Je pense que la démocratie directe est souvent conçue pour faire une déclaration politique forte, indépendamment de l’effet juridique technique auquel cette déclaration peut légalement être appliquée. Pour cette raison, je pense que les récents développements de la démocratie directe en Californie sur lesquels j’ai écrit, tels que les tentatives du législateur d’abroger les initiatives qui ne sont pas appliquées, ou les interdictions judiciairement découvertes sur les initiatives dites consultatives, ne sont pas conformes aux traditions les plus profondes de la démocratie directe.

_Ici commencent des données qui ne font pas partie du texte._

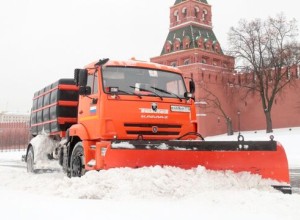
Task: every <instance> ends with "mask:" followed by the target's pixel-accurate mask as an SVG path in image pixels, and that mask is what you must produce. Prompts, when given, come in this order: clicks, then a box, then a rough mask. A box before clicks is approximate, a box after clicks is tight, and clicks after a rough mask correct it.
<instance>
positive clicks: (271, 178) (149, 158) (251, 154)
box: [104, 140, 291, 193]
mask: <svg viewBox="0 0 300 220" xmlns="http://www.w3.org/2000/svg"><path fill="white" fill-rule="evenodd" d="M104 164H105V169H108V168H115V167H131V168H137V167H145V166H156V165H159V166H175V167H179V168H183V169H191V168H194V167H197V166H199V165H200V166H204V167H205V168H206V169H209V170H216V171H220V170H232V171H234V172H250V173H252V174H259V175H261V176H262V178H264V179H272V180H275V181H278V182H280V184H276V185H274V188H276V189H278V190H280V191H282V192H284V193H291V187H290V177H289V169H288V162H287V158H286V154H285V151H284V149H283V147H282V145H281V144H280V143H278V142H276V141H182V140H180V141H164V140H162V141H146V140H136V141H115V142H113V143H112V144H111V148H110V149H108V150H107V152H106V155H105V157H104Z"/></svg>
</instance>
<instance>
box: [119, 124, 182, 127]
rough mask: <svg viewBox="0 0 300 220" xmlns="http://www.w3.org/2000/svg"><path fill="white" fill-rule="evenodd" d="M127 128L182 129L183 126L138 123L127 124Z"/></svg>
mask: <svg viewBox="0 0 300 220" xmlns="http://www.w3.org/2000/svg"><path fill="white" fill-rule="evenodd" d="M124 126H125V127H139V128H152V127H153V126H156V127H158V128H181V125H169V124H138V123H125V124H124Z"/></svg>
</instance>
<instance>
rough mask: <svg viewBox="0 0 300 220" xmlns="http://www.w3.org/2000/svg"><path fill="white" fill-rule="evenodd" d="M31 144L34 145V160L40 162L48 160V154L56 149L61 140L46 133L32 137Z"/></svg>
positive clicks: (36, 161) (31, 144)
mask: <svg viewBox="0 0 300 220" xmlns="http://www.w3.org/2000/svg"><path fill="white" fill-rule="evenodd" d="M30 144H31V145H32V146H33V151H34V161H35V162H39V161H46V160H48V154H51V153H52V152H53V151H54V149H55V148H56V147H57V146H58V144H59V142H58V141H55V140H53V139H52V138H50V137H49V136H48V135H47V134H44V135H37V136H36V137H34V138H32V139H31V141H30Z"/></svg>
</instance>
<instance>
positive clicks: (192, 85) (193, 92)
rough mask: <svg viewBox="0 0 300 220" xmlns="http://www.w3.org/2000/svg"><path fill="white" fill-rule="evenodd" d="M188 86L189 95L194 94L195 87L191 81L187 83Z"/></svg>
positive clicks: (194, 83) (195, 87) (194, 92)
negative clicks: (188, 83)
mask: <svg viewBox="0 0 300 220" xmlns="http://www.w3.org/2000/svg"><path fill="white" fill-rule="evenodd" d="M189 86H190V93H192V94H193V93H195V90H196V86H195V82H194V81H193V80H191V81H190V82H189Z"/></svg>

Qu’Ajoute Juridiquement La Proposition 122 ?
Les paragraphes qui précèdent suggèrent que la proposition 122 peut être considérée comme un autre exemple de tension entre l’État et le gouvernement fédéral. Le peuple (tel que représenté par la législature de l’État) de l’Arizona a souvent une vision différente de la portée du pouvoir fédéral en vertu de la Constitution américaine que le gouvernement fédéral lui-même, et les Arizoniens veulent pouvoir siffler et refuser de coopérer avec les autorités fédérales. Mais la question se pose alors : Pourquoi la Proposition 122 est-elle nécessaire? Les habitants de l’Arizona n’ont-ils pas déjà le pouvoir de critiquer et de refuser de financer, au cas par cas, des programmes fédéraux que l’Arizona juge inconstitutionnels? (En effet, l’Arizona n’a-t-il pas le pouvoir discrétionnaire de ne pas participer aux programmes fédéraux même lorsque son désaccord avec les programmes fédéraux concerne la politique plutôt que l’autorité constitutionnelle fédérale?)
Il s’avère que la principale raison juridique pour laquelle la Proposition 122 pourrait être nécessaire (du point de vue de ses partisans) n’est pas le lien entre les Arizoniens et le gouvernement fédéral, mais plutôt les scrupules qu’ils ont à propos de la constitution de leur propre État et de la façon dont elle répartit les pouvoirs en interne. En réponse à la question “Le législateur ne peut-il pas le faire sans une mesure de vote?”le site Web “Oui sur 122” dit:
Une mesure de vote est le seul moyen de modifier la Constitution de l’Arizona et c’est donc le seul moyen de rendre ce mécanisme applicable à tous les aspects de l’État. Sans amendement constitutionnel, les tribunaux ont exempté diverses branches du pouvoir exécutif (Bureau des gouverneurs, Procureur Général…), des villes à charte (Phoenix, Tucson…), et des entités quasi gouvernementales (Département de la Qualité de l’Environnement…). De nombreux programmes fédéraux collaborent actuellement directement avec ces entités et contournent complètement toute vue d’ensemble législative.
Ainsi, la véritable impulsion derrière la proposition 122 n’est pas simplement une prétendue exagération fédérale; c’est une action en justice d’État qui a isolé certaines institutions de l’État du contrôle de la législature de l’État et / ou de l’électorat de l’État. Donc, ce qui a été vendu principalement comme une mesure de fédéralisme est en réalité une réorganisation du pouvoir à l’intérieur de l’État. Cela ne rend pas la mesure mauvaise ou inconstitutionnelle (la plupart des réorganisations intra-étatiques sont valables, comme l’a clairement indiqué la Cour suprême dans l’arrêt Schuette v. Cas BAMN), mais cela souligne qu’il y a souvent plus de mesure d’initiative qu’on ne le voit, ce qui pourrait expliquer l’attitude sceptique avec laquelle de nombreuses personnes voient le dispositif d’initiative.